Rights group condemns attacks on Vietnamese activists
Vietnamese social activist La Viet Dung speaking at a coffee shop in Hanoi - AFP |
(Vatican Radio) An international human rights group
has expressed concern that rights activists and bloggers in Vietnam are being
increasingly threatened and attacked, often in view of police, and urged the
government to investigate the violence and hold those responsible
accountable. New York-based Human Rights Watch released a report on
Monday highlighting 36 assaults, sometimes resulting in serious injuries, that
took place with apparent impunity between January 2015 and April 2017.
Despite being a one-party Communist state, Vietnam is one of
south-east Asia's fastest-growing economies, and has increasingly opened to
social change. Yet the state maintains a tight control on the media and
freedom of expression with zero tolerance for criticism. Hence critics
often take to the social media to air their grievances.
“In many cases, the assaults took place in plain view of
uniformed police officers who did not intervene,'' Human Rights Watch said in
the 65-page report titled, “No Country for Human Rights Activists: Assaults on
Bloggers and Democracy Campaigners in Vietnam.” ``In many of the
cases, the assaults took place in tandem with and seemingly in support of
official repressive measures against the activists in question.'' It added
that in almost all the cases the victims of those attacks “were also targeted
for arrest and other forms of official repression.”
“The fact that thugs abducted activists in broad daylight,
forced them into vans, and beat them demonstrates the impunity with which
activists are persecuted,'' said Brad Adams, Asia director at Human Rights
Watch, in a news release. `“The Vietnamese government needs to make it clear
that it will not tolerate this kind of behavior and bring to an end this
campaign against rights campaigners,” Adams said, warning that tolerance
of these violent attacks would lead to lawlessness and chaos instead of the
social order and stability that the state was striving for.
Human Rights Watch said 35 out of 36 cases featured in its
report found no identified and prosecuted perpetrator despite the fact that
victims often report their beating to the police.
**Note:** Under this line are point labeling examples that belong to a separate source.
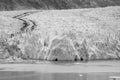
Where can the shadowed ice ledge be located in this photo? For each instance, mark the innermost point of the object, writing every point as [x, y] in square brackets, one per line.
[66, 35]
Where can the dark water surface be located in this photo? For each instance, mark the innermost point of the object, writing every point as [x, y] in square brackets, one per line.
[19, 75]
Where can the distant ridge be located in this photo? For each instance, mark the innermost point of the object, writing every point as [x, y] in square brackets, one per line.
[6, 5]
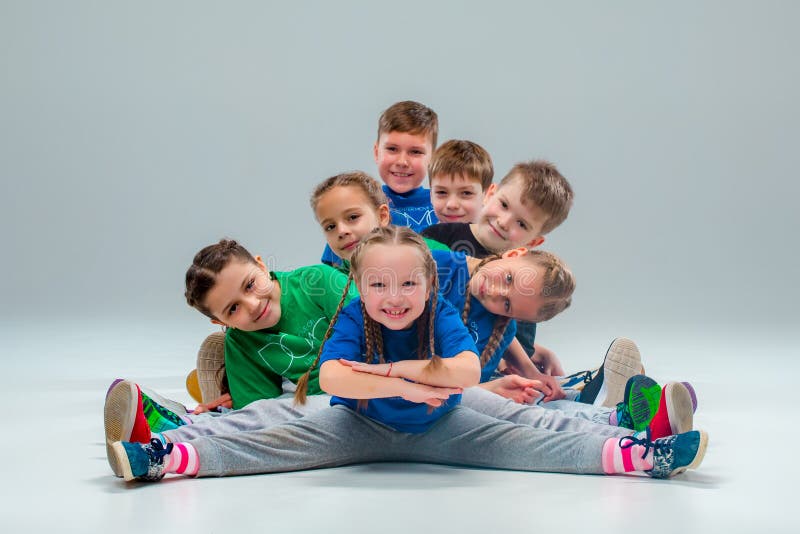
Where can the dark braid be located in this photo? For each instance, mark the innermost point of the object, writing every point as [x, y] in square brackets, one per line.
[302, 385]
[500, 322]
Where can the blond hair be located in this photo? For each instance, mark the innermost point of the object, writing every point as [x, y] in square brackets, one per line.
[543, 186]
[409, 117]
[459, 157]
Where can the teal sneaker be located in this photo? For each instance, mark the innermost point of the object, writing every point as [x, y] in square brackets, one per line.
[141, 462]
[639, 404]
[672, 455]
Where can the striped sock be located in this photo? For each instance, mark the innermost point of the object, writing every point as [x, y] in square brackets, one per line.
[618, 458]
[183, 460]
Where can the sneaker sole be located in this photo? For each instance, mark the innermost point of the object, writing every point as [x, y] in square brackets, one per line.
[621, 363]
[121, 459]
[210, 359]
[679, 407]
[119, 418]
[642, 395]
[698, 457]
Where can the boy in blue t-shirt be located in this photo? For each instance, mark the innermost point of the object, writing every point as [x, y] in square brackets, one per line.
[407, 133]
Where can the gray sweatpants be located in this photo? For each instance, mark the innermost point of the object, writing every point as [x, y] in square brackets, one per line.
[338, 436]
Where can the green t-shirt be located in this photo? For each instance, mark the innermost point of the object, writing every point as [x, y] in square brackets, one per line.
[256, 362]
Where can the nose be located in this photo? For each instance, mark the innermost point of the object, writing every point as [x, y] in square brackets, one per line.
[503, 220]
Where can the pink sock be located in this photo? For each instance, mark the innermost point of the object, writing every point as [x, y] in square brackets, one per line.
[624, 459]
[183, 460]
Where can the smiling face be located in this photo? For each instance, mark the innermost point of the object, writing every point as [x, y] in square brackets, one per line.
[393, 285]
[402, 159]
[346, 214]
[456, 198]
[245, 297]
[505, 222]
[511, 286]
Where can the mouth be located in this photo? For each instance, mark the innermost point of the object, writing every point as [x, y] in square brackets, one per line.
[263, 312]
[395, 313]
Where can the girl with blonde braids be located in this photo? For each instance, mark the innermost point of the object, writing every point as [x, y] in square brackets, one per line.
[396, 396]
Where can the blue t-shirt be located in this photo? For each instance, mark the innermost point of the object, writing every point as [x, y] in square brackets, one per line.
[347, 342]
[453, 277]
[412, 209]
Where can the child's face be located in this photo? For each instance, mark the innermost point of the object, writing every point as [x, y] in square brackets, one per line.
[510, 286]
[456, 198]
[393, 285]
[505, 222]
[346, 214]
[245, 297]
[402, 159]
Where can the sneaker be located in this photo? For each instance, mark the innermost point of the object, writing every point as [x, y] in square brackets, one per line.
[674, 414]
[640, 403]
[130, 415]
[193, 386]
[621, 362]
[210, 359]
[138, 461]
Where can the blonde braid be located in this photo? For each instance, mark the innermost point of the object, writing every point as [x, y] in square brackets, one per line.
[302, 385]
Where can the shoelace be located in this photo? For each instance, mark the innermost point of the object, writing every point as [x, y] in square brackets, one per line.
[645, 442]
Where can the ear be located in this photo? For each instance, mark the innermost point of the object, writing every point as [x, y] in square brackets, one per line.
[490, 191]
[384, 216]
[514, 252]
[535, 242]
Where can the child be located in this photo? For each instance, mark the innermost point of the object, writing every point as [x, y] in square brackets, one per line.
[530, 201]
[396, 360]
[460, 172]
[407, 133]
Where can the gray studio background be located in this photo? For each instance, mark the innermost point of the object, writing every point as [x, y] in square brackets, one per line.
[132, 134]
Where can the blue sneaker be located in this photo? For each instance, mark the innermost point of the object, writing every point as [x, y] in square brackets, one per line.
[142, 462]
[674, 454]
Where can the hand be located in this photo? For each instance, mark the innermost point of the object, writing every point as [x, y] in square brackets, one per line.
[552, 389]
[430, 395]
[224, 401]
[379, 369]
[546, 361]
[517, 388]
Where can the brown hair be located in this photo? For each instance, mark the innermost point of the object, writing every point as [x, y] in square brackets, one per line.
[365, 182]
[392, 235]
[409, 117]
[465, 158]
[543, 186]
[559, 284]
[201, 276]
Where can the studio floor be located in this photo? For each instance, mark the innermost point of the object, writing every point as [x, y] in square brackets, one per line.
[56, 478]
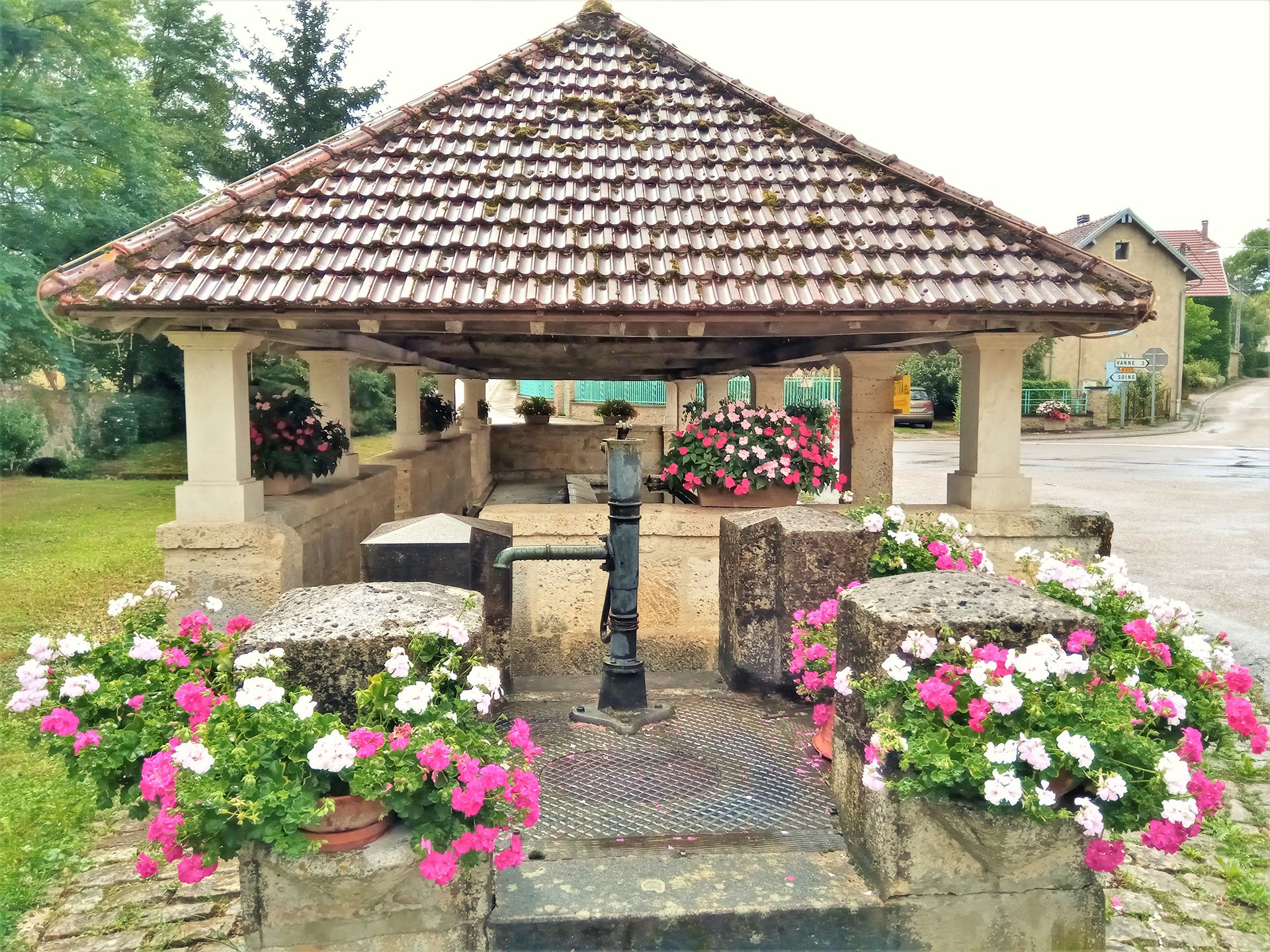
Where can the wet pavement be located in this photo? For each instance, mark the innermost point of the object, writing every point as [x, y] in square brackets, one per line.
[1191, 510]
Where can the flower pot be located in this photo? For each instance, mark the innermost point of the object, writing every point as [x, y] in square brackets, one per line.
[767, 498]
[824, 739]
[355, 823]
[286, 485]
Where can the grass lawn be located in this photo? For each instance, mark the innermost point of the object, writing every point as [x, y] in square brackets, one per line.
[66, 546]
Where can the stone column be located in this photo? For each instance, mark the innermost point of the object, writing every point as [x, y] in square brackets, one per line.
[446, 387]
[767, 386]
[474, 391]
[1099, 407]
[408, 438]
[716, 390]
[219, 487]
[991, 414]
[328, 386]
[867, 433]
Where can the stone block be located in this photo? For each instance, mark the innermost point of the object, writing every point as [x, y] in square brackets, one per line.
[368, 900]
[773, 563]
[335, 636]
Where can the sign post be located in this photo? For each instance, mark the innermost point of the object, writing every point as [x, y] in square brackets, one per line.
[1158, 361]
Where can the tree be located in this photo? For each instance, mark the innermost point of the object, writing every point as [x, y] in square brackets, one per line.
[1201, 328]
[81, 160]
[1249, 268]
[302, 98]
[190, 66]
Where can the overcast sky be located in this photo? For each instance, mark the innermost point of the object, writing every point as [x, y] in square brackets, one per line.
[1049, 110]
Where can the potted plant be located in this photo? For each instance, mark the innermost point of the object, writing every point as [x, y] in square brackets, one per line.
[1107, 727]
[535, 411]
[1056, 414]
[291, 444]
[613, 412]
[742, 456]
[436, 413]
[225, 753]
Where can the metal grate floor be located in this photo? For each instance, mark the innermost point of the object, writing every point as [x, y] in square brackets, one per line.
[728, 771]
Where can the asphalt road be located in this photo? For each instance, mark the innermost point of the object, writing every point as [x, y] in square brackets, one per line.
[1191, 510]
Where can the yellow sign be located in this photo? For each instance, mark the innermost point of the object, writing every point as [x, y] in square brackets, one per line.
[904, 394]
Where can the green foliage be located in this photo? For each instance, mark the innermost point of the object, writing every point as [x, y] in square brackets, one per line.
[22, 433]
[1201, 328]
[1249, 268]
[116, 428]
[535, 407]
[290, 437]
[616, 408]
[939, 375]
[299, 95]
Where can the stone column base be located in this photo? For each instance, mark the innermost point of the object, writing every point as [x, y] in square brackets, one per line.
[366, 900]
[994, 494]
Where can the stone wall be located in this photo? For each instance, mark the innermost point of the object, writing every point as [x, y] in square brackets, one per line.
[304, 539]
[437, 479]
[524, 452]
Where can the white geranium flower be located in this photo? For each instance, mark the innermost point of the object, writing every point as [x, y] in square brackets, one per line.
[399, 663]
[896, 668]
[332, 753]
[1003, 789]
[74, 645]
[79, 684]
[305, 707]
[452, 629]
[258, 692]
[1111, 787]
[1078, 746]
[414, 698]
[193, 757]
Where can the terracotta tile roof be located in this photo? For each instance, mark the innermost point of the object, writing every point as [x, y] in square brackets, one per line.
[599, 168]
[1206, 254]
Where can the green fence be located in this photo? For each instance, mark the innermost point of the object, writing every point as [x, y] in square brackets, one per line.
[1076, 399]
[538, 387]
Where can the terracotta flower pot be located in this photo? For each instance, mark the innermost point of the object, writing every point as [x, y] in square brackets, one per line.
[355, 823]
[767, 498]
[824, 739]
[286, 485]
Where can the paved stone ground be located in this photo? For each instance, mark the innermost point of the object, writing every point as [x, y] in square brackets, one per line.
[1213, 895]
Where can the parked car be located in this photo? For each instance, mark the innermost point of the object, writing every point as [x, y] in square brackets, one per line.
[921, 411]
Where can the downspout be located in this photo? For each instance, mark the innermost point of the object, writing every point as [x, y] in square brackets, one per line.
[1181, 344]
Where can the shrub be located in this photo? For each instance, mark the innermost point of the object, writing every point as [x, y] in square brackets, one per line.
[535, 407]
[116, 428]
[22, 433]
[290, 438]
[436, 413]
[618, 409]
[229, 754]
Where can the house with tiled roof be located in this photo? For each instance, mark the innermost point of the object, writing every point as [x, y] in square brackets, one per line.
[1132, 244]
[596, 204]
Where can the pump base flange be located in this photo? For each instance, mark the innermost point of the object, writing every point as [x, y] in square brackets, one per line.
[620, 721]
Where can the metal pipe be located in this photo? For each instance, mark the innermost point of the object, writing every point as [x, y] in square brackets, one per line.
[524, 554]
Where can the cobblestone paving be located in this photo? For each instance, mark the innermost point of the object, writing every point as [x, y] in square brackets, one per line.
[1212, 895]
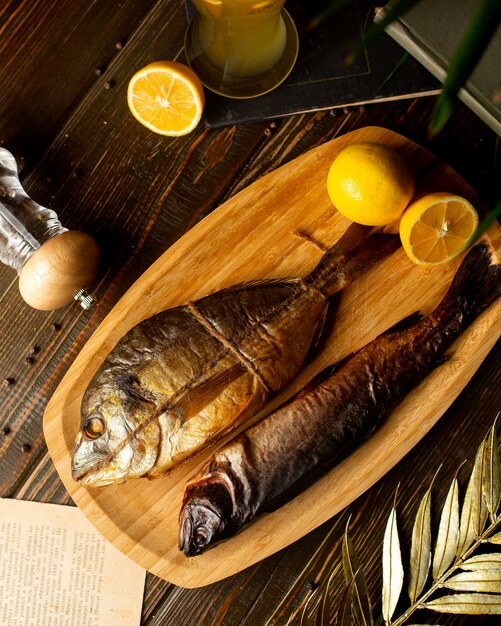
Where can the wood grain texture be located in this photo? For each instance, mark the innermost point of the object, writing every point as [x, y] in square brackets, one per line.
[253, 236]
[138, 193]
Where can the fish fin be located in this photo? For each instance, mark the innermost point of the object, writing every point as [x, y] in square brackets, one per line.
[477, 282]
[403, 324]
[197, 398]
[322, 375]
[360, 248]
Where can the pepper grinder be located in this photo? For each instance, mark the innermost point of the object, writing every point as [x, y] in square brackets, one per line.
[54, 264]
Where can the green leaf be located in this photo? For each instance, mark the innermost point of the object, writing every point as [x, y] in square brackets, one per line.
[490, 561]
[466, 604]
[492, 473]
[480, 581]
[391, 12]
[362, 611]
[334, 6]
[474, 512]
[472, 45]
[420, 556]
[448, 532]
[393, 572]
The report said there
are approximately 110 known political prisoners in Vietnam. The Communist
government has said there are no political prisoners in the country, only those
who broke the law were put behind bars.
According to the 2017 World Press Freedom Index by Reporters
Without Borders, Vietnam ranks among worst ten in the world. It is the
6th worst nation out of a total of 180 monitored for press freedom.